Manipur is a rapidly shifting landscape. On Saturday, the election results yielded a hung assembly, with the Congress getting 28 seats and the Bharatiya Janata Party finishing second at 21. The key to government formation in the 60-member assembly seemed to lie with the smaller parties, and both Congress and BJP vied for their favour.

By Sunday evening, however, the fight for allies was overshadowed by other dramatic developments – allegations of abduction, a defection, and rumours of mass defection.

By Monday, the Congress had gone from being the single largest party in the state to almost losing its claim to government. Najma Heptulla, Manipur governor and former Union minister for minority affairs from the BJP, asked Chief Minister Okram Ibobi Singh to resign. The three-time chief minister, however, is yet to do so.

While the story unfolds, a look at the last 48 hours.

Abductions, defections

On Sunday morning, the Congress reportedly “unanimously” re-elected Singh as leader of the Congress legislature party. Counting on the support of one independent MLA and the sole winning candidate from the All India Trinamool Congress, it looked good to form government. The coalition was just one short of a majority.

Then things happened fast. In the evening, Randeep Surjewala, the official in charge of communications at the All India Congress Committee, took to Twitter to claim that the independent MLA elect, Asabuddin from Jiribam, had been abducted at Imphal airport.

In a series of tweets, he claimed Asabuddin, who was accompanied by Congress minister Abdul Nasir, was whisked away from Imphal airport and packed off to Kolkata. He alleged the Central Industrial Security Force and airport authorities had been “misused” to “detain and abduct” Asabuddin.

According to one report, Asabuddin was flying back from Guwahati to Imphal, where he was greeted on the tarmac by the Central Industrial Security Force and a BJP leader. While the legislator was kept in the holding area, a flock of leaders from both the Congress and the BJP descended on the airport. According to other reports, he later claimed to be headed to Delhi. While senior BJP leaders did not react to the allegations of abduction, general secretary Ram Madhav reportedly said later that the independent was going to join the party.

Then it emerged that the Trinamool MLA had decided to join the BJP, followed by Thaonaojam Shyamkumar, winning Congress candidate from Andro. Under the anti-defection law, Shyamkumar loses his seat. This meant a rejig in numbers: with 59 legislators left, only 30 were needed for a majority.

Shortly afterwards, even these numbers seemed to become irrelevant. Reports quoted unidentified sources in the Congress who said that 18 legislators were set to join the BJP. Also on Sunday evening, Congress officials who did not wish to be identified made similar claims to

They added that a number of legislators wanted a change in leadership and Ibobi Singh replaced. They also claimed that of the four MLAs from the National People’s Party two favoured the Congress. The other two wanted to side with the BJP but would consider joining the Congress if Chief Minister Singh was replaced.

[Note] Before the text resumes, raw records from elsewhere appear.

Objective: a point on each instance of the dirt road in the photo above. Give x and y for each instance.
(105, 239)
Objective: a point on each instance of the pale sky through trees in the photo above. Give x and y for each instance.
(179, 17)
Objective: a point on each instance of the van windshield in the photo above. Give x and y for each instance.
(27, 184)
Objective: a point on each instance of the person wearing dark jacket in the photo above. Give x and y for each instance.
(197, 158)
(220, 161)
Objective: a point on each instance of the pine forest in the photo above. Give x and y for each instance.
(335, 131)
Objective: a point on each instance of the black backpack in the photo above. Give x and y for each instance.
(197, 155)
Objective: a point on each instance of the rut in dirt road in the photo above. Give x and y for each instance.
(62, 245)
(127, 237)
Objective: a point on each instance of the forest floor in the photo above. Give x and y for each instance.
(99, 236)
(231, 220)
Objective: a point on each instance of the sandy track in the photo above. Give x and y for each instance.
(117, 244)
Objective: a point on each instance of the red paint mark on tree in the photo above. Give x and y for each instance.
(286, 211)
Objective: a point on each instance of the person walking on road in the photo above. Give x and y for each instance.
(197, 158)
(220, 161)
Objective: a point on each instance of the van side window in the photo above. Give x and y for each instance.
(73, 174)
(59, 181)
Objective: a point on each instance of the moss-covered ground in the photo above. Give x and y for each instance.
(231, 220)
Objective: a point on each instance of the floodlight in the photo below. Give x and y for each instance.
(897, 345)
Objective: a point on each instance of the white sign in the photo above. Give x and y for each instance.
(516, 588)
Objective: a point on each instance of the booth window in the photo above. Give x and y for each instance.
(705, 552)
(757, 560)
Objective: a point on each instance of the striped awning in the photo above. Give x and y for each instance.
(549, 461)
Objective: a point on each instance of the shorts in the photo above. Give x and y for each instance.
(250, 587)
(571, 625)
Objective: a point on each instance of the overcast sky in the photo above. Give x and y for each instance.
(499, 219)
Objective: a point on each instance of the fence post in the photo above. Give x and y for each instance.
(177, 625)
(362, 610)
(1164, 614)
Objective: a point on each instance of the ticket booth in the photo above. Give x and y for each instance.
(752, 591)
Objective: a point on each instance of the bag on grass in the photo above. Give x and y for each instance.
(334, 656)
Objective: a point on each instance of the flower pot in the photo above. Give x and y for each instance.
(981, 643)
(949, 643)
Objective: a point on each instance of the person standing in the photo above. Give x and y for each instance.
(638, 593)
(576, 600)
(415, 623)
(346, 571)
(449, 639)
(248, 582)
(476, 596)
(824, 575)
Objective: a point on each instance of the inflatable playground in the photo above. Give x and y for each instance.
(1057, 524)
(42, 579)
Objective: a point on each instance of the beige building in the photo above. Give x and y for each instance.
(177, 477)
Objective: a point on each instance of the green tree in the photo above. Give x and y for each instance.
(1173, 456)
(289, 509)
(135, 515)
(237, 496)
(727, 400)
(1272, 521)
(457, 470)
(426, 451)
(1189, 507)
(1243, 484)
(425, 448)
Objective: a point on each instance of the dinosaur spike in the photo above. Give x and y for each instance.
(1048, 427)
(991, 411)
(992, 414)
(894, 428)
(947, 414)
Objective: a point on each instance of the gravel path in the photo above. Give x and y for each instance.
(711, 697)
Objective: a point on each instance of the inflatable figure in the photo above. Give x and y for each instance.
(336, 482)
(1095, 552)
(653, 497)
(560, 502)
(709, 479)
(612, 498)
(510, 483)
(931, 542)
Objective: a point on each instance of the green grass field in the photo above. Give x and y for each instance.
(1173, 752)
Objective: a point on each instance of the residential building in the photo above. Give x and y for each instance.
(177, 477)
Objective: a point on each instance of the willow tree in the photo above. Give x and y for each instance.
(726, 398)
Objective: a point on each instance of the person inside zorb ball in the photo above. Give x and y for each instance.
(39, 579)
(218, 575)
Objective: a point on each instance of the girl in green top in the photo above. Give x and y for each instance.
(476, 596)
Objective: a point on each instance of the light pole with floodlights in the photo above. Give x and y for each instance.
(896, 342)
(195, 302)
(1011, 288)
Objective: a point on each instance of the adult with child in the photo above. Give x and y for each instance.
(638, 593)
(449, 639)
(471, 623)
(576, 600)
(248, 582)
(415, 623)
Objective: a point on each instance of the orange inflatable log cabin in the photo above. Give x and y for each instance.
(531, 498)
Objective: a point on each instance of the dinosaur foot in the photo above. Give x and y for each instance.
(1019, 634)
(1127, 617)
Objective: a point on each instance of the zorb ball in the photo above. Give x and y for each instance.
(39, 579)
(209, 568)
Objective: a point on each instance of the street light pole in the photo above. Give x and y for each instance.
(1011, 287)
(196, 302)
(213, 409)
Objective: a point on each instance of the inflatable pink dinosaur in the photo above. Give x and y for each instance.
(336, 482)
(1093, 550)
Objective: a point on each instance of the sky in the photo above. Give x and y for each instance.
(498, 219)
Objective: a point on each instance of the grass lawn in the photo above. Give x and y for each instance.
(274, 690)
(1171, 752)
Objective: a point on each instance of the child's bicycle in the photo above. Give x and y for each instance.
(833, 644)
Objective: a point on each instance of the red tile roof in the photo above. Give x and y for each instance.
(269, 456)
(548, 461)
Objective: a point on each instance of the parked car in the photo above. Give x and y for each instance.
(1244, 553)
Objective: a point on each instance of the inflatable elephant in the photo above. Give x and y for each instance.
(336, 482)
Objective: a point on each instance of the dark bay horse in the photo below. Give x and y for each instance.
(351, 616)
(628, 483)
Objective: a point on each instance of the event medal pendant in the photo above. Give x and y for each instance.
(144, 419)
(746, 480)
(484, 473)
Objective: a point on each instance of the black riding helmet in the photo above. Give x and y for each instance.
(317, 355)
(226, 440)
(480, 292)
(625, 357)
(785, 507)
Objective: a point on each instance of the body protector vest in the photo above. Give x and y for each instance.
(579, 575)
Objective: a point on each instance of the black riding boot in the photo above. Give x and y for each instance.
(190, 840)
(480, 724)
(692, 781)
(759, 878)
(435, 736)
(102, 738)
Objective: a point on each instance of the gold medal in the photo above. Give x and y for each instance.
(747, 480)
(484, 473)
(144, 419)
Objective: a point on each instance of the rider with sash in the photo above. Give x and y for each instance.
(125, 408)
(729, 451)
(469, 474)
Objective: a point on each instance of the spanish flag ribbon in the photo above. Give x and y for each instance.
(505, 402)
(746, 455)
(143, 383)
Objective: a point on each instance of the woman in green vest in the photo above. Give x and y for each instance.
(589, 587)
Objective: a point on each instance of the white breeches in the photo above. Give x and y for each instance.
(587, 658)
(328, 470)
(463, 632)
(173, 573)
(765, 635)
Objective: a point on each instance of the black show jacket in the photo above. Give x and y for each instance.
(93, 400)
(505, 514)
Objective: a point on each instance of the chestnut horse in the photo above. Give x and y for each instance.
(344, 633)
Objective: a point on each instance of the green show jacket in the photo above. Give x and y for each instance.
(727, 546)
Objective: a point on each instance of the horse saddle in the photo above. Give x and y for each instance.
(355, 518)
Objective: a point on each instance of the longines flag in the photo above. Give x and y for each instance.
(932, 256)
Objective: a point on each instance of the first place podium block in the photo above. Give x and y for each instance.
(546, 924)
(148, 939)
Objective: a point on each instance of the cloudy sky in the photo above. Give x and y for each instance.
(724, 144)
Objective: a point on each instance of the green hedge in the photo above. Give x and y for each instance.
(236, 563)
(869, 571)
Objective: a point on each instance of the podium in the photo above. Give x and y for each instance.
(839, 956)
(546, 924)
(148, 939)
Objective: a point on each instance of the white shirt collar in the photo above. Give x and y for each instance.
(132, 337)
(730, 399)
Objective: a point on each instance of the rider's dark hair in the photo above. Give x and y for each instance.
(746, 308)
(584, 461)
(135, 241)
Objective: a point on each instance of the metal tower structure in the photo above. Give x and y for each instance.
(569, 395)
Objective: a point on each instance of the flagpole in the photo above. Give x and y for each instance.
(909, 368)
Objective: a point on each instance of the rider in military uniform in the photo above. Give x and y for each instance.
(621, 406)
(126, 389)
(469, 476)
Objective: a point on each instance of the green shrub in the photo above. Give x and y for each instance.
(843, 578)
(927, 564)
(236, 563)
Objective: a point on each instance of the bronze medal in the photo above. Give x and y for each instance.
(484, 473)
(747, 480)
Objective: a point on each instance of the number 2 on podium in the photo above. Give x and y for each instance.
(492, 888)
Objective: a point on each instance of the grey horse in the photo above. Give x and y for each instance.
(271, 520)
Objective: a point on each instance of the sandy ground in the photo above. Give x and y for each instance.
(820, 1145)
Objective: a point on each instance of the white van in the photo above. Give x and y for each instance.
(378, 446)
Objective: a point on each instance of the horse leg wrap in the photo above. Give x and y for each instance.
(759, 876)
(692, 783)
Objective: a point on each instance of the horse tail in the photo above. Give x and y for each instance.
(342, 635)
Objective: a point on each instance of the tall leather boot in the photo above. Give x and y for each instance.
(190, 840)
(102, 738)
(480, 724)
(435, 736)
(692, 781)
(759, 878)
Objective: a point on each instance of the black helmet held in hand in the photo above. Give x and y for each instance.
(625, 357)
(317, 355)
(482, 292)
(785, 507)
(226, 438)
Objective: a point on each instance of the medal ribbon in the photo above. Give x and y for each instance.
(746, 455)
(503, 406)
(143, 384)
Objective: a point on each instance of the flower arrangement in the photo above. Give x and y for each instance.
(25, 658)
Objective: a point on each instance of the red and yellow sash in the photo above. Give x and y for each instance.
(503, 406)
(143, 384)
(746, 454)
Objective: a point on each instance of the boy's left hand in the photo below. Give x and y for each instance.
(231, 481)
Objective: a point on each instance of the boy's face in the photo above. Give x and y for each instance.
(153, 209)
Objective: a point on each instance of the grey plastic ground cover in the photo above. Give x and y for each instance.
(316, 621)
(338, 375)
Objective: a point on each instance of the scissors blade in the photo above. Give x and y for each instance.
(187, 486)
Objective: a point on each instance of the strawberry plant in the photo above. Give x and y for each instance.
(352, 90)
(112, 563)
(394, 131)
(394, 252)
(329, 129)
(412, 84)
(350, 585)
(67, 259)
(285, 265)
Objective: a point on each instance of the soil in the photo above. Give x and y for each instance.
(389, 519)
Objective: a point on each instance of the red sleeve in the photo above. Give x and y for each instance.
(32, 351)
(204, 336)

The mystery of the National People’s Party

On Monday, however, the mystery of the National People’s Party seemed to deepen. The Naga People’s Front and the National People’s Party have four seats each, making them prime targets for both the Congress and the BJP. With the Naga party having declared that it would not support a Congress-led government, the spotlight was on the National People’s Party.

Both the Congress and the BJP claimed to have its support. Heptulla said the Congress brought her a letter on behalf of the National People’s Party, apparently signed by the party president and secretary, saying it would back the Congress. But the governor said she had received an earlier letter from the National People’s Party itself, saying it wanted to go with the BJP.

The night before, the BJP central leadership, flanked by Himanta Biswa Sarma, an MLA in the Assam government who has emerged as the party’s wheeler dealer in the region, claimed to have 32 MLAs. This included 21 from the saffron party itself, four from the National People’s Party, four from the Naga People’s Front, one from the Trinamool, the lone winning candidate from Lok Janshakti Party and the independent who was going to join the BJP. The BJP then prepared to elect the leader of its legislature party on Monday and form the government.

Congress leaders, meanwhile, called the manoeuvres a “murder of democracy”. Former Union minister P Chidambaram even went so far as to say the BJP was “stealing” the elections in Manipur and Goa.

But the story is not over yet, and Manipur still does not have a government.